カードキーを受け取ったはいいが、それをどう渡すべきか悩んでいると、


鬼頭が一枚のカードを俺の手からさっと抜き取った。


そして水月と歌南の腕を取ると、「じゃ、あたしらこっちの部屋にするから」とさらりと言う。


「え!ちょっと!!」


俺を千夏と二人きりにするかぁ!?


「千夏さんに看病してもらいなよ」


そう言って俺の背中を押す。


え…ちょっと看病て……





「伝えたいこと、言いたいことちゃんと言った方がいいよ。


歌南さんのときみたいに」





鬼頭の囁くような声を聞いて、俺は振り返った。


鬼頭はほんの少しだけ穏やかな微笑みを浮かべていた。


ぎゅぅと部屋に押し込められ、パタンとドアが閉まると、俺の顔からサーーーと血の気が引いた。

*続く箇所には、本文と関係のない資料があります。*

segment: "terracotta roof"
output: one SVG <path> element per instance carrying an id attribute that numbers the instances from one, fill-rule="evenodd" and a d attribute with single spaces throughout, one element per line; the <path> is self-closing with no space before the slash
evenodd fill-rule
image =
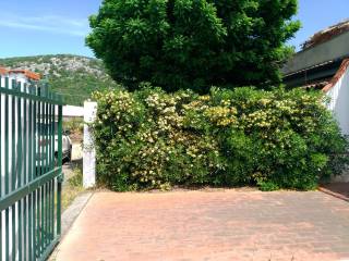
<path id="1" fill-rule="evenodd" d="M 317 32 L 302 45 L 302 49 L 309 49 L 322 42 L 328 41 L 335 36 L 341 35 L 349 30 L 349 20 L 329 26 L 326 29 Z"/>
<path id="2" fill-rule="evenodd" d="M 340 79 L 340 77 L 346 73 L 348 67 L 349 67 L 349 59 L 345 59 L 341 62 L 335 76 L 330 79 L 330 82 L 322 90 L 324 92 L 327 92 L 328 90 L 330 90 L 337 84 L 337 82 Z"/>
<path id="3" fill-rule="evenodd" d="M 27 70 L 10 70 L 9 73 L 14 73 L 14 74 L 24 74 L 27 78 L 29 79 L 34 79 L 34 80 L 39 80 L 40 79 L 40 75 L 37 73 L 33 73 L 31 71 Z"/>

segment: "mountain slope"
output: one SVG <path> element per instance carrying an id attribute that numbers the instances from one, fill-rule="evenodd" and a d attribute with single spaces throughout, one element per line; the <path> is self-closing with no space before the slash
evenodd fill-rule
<path id="1" fill-rule="evenodd" d="M 39 73 L 68 104 L 81 105 L 94 90 L 116 87 L 97 59 L 57 54 L 0 59 L 0 65 Z"/>

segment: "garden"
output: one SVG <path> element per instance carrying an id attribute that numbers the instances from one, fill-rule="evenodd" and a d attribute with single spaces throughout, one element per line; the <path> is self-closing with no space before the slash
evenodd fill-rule
<path id="1" fill-rule="evenodd" d="M 340 174 L 348 141 L 325 96 L 282 86 L 296 12 L 296 0 L 105 1 L 86 44 L 120 85 L 94 94 L 99 185 L 308 190 Z"/>

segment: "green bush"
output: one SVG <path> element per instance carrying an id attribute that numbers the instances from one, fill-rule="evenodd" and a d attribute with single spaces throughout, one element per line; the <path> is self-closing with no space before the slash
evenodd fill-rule
<path id="1" fill-rule="evenodd" d="M 318 92 L 244 87 L 169 95 L 143 86 L 94 97 L 97 177 L 115 190 L 312 189 L 347 163 L 348 142 Z"/>

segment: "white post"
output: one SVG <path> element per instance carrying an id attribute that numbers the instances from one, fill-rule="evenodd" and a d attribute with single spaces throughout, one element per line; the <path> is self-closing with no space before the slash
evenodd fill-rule
<path id="1" fill-rule="evenodd" d="M 88 124 L 96 119 L 97 102 L 84 102 L 83 184 L 85 188 L 96 184 L 96 150 Z"/>

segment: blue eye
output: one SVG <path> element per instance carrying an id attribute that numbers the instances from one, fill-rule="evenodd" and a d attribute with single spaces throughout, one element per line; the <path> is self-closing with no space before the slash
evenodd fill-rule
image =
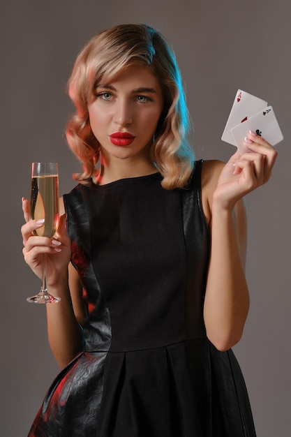
<path id="1" fill-rule="evenodd" d="M 97 97 L 100 97 L 103 100 L 110 100 L 112 96 L 112 94 L 107 91 L 103 91 L 102 93 L 98 93 L 97 94 Z"/>
<path id="2" fill-rule="evenodd" d="M 141 103 L 145 103 L 146 102 L 151 102 L 152 100 L 147 96 L 137 96 L 137 101 Z"/>

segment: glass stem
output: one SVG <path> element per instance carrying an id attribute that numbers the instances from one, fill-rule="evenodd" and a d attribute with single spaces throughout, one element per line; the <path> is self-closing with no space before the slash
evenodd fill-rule
<path id="1" fill-rule="evenodd" d="M 47 269 L 46 269 L 46 262 L 45 262 L 45 255 L 43 255 L 43 272 L 41 276 L 41 291 L 43 292 L 46 293 L 47 292 Z"/>

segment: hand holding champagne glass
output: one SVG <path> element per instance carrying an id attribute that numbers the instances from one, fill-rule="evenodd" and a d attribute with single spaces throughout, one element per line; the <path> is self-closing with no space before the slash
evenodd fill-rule
<path id="1" fill-rule="evenodd" d="M 45 219 L 43 225 L 33 231 L 35 235 L 52 237 L 59 221 L 59 173 L 57 163 L 33 163 L 30 198 L 31 220 Z M 46 283 L 45 255 L 43 255 L 40 291 L 27 299 L 29 302 L 52 304 L 61 300 L 52 296 Z"/>

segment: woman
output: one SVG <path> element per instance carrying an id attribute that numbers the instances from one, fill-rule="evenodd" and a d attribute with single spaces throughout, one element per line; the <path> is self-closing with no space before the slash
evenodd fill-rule
<path id="1" fill-rule="evenodd" d="M 195 162 L 174 54 L 146 25 L 92 38 L 69 94 L 83 172 L 52 239 L 23 202 L 24 259 L 40 276 L 45 253 L 61 298 L 47 311 L 63 369 L 29 436 L 254 436 L 231 350 L 249 304 L 242 198 L 276 151 L 250 133 L 250 153 Z"/>

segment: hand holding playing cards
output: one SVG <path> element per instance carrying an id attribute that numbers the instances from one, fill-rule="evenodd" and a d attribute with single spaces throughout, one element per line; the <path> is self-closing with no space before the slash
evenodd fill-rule
<path id="1" fill-rule="evenodd" d="M 250 132 L 245 138 L 249 152 L 232 155 L 219 177 L 214 193 L 214 203 L 232 209 L 246 194 L 269 179 L 277 151 L 263 138 Z"/>

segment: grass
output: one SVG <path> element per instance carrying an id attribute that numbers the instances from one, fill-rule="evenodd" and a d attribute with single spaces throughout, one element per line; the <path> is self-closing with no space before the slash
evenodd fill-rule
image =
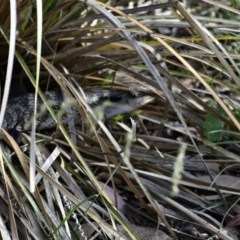
<path id="1" fill-rule="evenodd" d="M 56 122 L 21 143 L 1 131 L 2 239 L 238 239 L 239 3 L 128 2 L 0 3 L 0 124 L 29 92 Z M 93 88 L 154 100 L 98 119 Z"/>

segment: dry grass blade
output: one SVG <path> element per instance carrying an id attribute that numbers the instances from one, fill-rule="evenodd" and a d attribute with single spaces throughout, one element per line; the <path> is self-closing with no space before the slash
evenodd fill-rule
<path id="1" fill-rule="evenodd" d="M 16 4 L 2 239 L 238 239 L 238 3 Z"/>

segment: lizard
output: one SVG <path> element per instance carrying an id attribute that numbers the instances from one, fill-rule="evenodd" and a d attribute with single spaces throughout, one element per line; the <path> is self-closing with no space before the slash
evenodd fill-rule
<path id="1" fill-rule="evenodd" d="M 145 93 L 133 93 L 116 89 L 93 88 L 86 89 L 84 92 L 86 102 L 93 109 L 102 106 L 106 101 L 108 102 L 108 104 L 103 107 L 104 119 L 134 111 L 153 99 Z M 3 128 L 10 134 L 15 131 L 24 132 L 30 130 L 31 118 L 34 113 L 34 96 L 34 93 L 28 93 L 9 99 L 4 116 Z M 60 110 L 66 101 L 62 91 L 47 91 L 45 96 L 52 108 L 56 111 Z M 37 112 L 41 112 L 42 106 L 43 101 L 38 97 Z M 77 109 L 73 107 L 72 110 L 71 117 L 79 121 L 81 118 Z M 61 121 L 63 121 L 63 123 L 67 122 L 67 117 L 64 117 Z M 56 123 L 49 113 L 39 114 L 37 117 L 37 130 L 44 130 L 54 126 L 56 126 Z"/>

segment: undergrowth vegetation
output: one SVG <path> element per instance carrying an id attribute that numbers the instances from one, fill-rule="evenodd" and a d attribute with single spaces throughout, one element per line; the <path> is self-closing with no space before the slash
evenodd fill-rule
<path id="1" fill-rule="evenodd" d="M 239 239 L 238 9 L 2 0 L 0 124 L 28 93 L 56 124 L 39 130 L 36 112 L 31 131 L 1 130 L 1 239 Z M 72 105 L 52 108 L 56 89 L 81 119 L 59 121 Z M 105 119 L 89 89 L 149 101 Z"/>

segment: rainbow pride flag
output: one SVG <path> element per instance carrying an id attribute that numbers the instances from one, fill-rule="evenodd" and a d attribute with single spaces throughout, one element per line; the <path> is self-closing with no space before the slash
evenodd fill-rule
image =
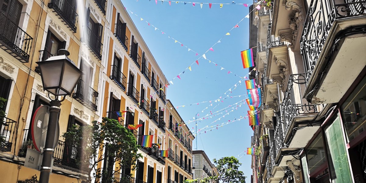
<path id="1" fill-rule="evenodd" d="M 247 87 L 247 89 L 255 88 L 256 85 L 255 79 L 250 79 L 245 81 L 245 86 Z"/>
<path id="2" fill-rule="evenodd" d="M 241 52 L 241 53 L 243 67 L 244 68 L 254 66 L 253 48 L 244 50 Z"/>
<path id="3" fill-rule="evenodd" d="M 256 110 L 248 111 L 248 116 L 249 118 L 249 126 L 259 125 L 259 115 Z"/>
<path id="4" fill-rule="evenodd" d="M 254 147 L 247 148 L 247 154 L 254 154 Z"/>
<path id="5" fill-rule="evenodd" d="M 254 88 L 247 90 L 249 99 L 249 104 L 255 107 L 259 107 L 261 106 L 261 89 Z"/>
<path id="6" fill-rule="evenodd" d="M 168 154 L 169 151 L 168 150 L 160 151 L 160 156 L 162 157 L 168 157 Z"/>
<path id="7" fill-rule="evenodd" d="M 152 147 L 153 146 L 153 135 L 142 135 L 142 140 L 141 143 L 141 146 L 146 147 Z"/>
<path id="8" fill-rule="evenodd" d="M 250 105 L 249 98 L 247 98 L 245 100 L 247 101 L 247 104 L 248 104 L 248 107 L 249 107 L 249 110 L 254 111 L 255 110 L 255 109 L 254 108 L 254 106 Z"/>

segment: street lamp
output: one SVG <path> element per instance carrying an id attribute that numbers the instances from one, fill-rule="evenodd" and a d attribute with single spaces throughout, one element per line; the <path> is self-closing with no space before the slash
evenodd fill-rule
<path id="1" fill-rule="evenodd" d="M 36 63 L 40 67 L 43 89 L 56 96 L 56 99 L 50 102 L 49 119 L 41 167 L 40 183 L 48 183 L 49 180 L 53 146 L 55 141 L 57 140 L 55 139 L 55 134 L 59 122 L 61 102 L 65 100 L 66 95 L 71 94 L 83 73 L 67 57 L 70 55 L 67 50 L 61 49 L 57 56 Z M 59 100 L 57 97 L 63 96 L 63 98 Z M 51 99 L 49 94 L 48 97 Z"/>

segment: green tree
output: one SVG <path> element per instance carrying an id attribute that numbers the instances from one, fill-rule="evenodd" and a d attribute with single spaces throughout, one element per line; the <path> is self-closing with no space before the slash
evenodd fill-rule
<path id="1" fill-rule="evenodd" d="M 92 123 L 91 126 L 74 125 L 62 135 L 66 145 L 81 147 L 78 149 L 80 151 L 78 160 L 81 169 L 88 176 L 85 182 L 90 183 L 102 176 L 111 180 L 115 174 L 126 168 L 135 169 L 136 161 L 142 156 L 137 153 L 139 146 L 131 131 L 116 120 L 107 117 L 102 118 L 101 123 L 93 121 Z M 98 164 L 107 158 L 116 165 L 115 171 L 107 173 L 98 168 Z M 92 174 L 93 172 L 96 173 Z"/>
<path id="2" fill-rule="evenodd" d="M 213 160 L 219 174 L 203 179 L 187 180 L 184 183 L 206 183 L 208 182 L 245 183 L 244 173 L 238 170 L 242 164 L 239 160 L 234 156 L 224 157 L 219 160 Z"/>

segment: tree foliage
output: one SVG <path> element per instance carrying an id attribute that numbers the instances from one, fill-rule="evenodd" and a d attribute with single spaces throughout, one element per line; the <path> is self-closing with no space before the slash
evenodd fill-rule
<path id="1" fill-rule="evenodd" d="M 219 172 L 216 176 L 211 176 L 203 179 L 187 180 L 184 183 L 206 183 L 209 182 L 245 183 L 244 173 L 238 170 L 242 164 L 234 156 L 224 157 L 219 160 L 214 159 L 213 164 Z"/>
<path id="2" fill-rule="evenodd" d="M 101 123 L 93 121 L 92 123 L 91 126 L 74 125 L 62 135 L 66 144 L 81 147 L 78 156 L 81 169 L 88 175 L 85 182 L 91 182 L 102 176 L 111 179 L 114 174 L 130 167 L 135 169 L 137 160 L 142 156 L 137 153 L 138 145 L 131 131 L 116 120 L 107 117 L 102 118 Z M 107 173 L 97 165 L 107 158 L 115 164 L 115 171 L 103 175 Z"/>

恐る恐る振り返ると、千夏はマイペースに部屋の電気をつけている。


千夏は俺と違って常識人だから、この意見に抗議するかと思いきや何も言わなかった。


部屋の照明に照らし出された千夏の横顔はつるりと無表情で、何も読み取れない。


「疲れちゃった。先シャワー借りるわね」


千夏が苦笑しながらも、着ていたカーディガンを脱ぐ。


その下は白いナース服だった。


それを見て急に現実に引き戻された。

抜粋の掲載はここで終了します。